With sales of traditional vehicles declining in China, carmakers more focused on EVs have been gaining market share at the expense of legacy automakers. VW, with its local partners, still sells traditional vehicles in China, in addition to a relatively small number of EVs compared to BYD.

The intense competition in China’s EV space is having ripple effects both within and outside the country. Last month, Bloomberg reported that Tesla planned to reduce production at its Shanghai plant, with the carmaker facing ever stiffer competition from Chinese rivals offering more affordable EVs with all manner of features.

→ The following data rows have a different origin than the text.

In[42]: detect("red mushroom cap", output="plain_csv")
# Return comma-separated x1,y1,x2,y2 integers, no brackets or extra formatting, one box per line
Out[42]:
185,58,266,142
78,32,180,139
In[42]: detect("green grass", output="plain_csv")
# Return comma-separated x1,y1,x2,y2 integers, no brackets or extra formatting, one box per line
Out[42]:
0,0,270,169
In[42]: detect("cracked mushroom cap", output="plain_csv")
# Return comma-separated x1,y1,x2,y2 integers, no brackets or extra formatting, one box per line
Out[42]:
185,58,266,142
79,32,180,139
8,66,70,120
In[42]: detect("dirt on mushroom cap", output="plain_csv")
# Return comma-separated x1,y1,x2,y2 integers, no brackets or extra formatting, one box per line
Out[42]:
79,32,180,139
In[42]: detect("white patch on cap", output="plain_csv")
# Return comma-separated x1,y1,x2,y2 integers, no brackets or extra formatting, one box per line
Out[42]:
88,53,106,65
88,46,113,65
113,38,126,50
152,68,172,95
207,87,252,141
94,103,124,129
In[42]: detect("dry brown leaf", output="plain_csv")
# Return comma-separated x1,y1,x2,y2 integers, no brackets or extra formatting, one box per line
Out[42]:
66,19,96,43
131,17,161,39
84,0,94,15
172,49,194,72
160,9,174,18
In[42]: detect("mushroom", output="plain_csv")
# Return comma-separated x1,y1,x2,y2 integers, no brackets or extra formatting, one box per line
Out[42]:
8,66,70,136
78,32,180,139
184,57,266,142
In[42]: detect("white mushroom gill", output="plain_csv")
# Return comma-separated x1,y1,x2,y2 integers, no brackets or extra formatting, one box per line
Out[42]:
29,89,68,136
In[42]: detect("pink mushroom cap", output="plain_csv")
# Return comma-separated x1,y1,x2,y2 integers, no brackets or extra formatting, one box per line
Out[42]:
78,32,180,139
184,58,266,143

Chinese EV makers ‘extremely good’

Across the globe, legacy automakers have been taken aback by the prices at which Chinese EV makers—which are rapidly expanding exports—can offer their vehicles. In the U.S., trade groups and lawmakers are warning about Chinese EV makers possibly gaining market entry through Mexico and want already tough protectionist measures to be strengthened. In the EU, the European Commission is looking into whether Chinese EV makers have an unfair advantage thanks to government subsidies, and could recommend higher tariffs.

“If there are no trade barriers established,” Musk said earlier this year of Chinese automakers, “they will pretty much demolish most other car companies in the world. They’re extremely good.”

“No one can match BYD on price. Period,” Michael Dunne, CEO of Asia-focused car consultancy Dunne Insights, told the Financial Times in January. “Boardrooms in America, Europe, Korea, and Japan are in a state of shock.”

Interestingly Australia, which has no legacy automakers to protect, is putting up no roadblocks to Chinese EV makers, which are quickly expanding there.

In Japan last month, Nissan and Honda, facing the looming threat Chinese EV giants, announced a once unthinkable partnership to develop electric vehicles together. 

“The rise of emerging players is becoming faster and stronger,” Honda president Toshihiro Mibe told the Financial Times. “Companies that cannot respond to the changes will be wiped out.”

Similarly, Ford said in February it’s open to cooperating with rivals to lower EV production costs, with GM signaling a similar willingness. Both cited the rising threat from China.

As for Volkswagen, it said it might collaborate on mass-market EVs with French rival Renault, also with Chinese up-and-comers in mind.

As for competing on EVs within China, said VW chief Blume, his carmaker “shouldn’t have utopian expectations.”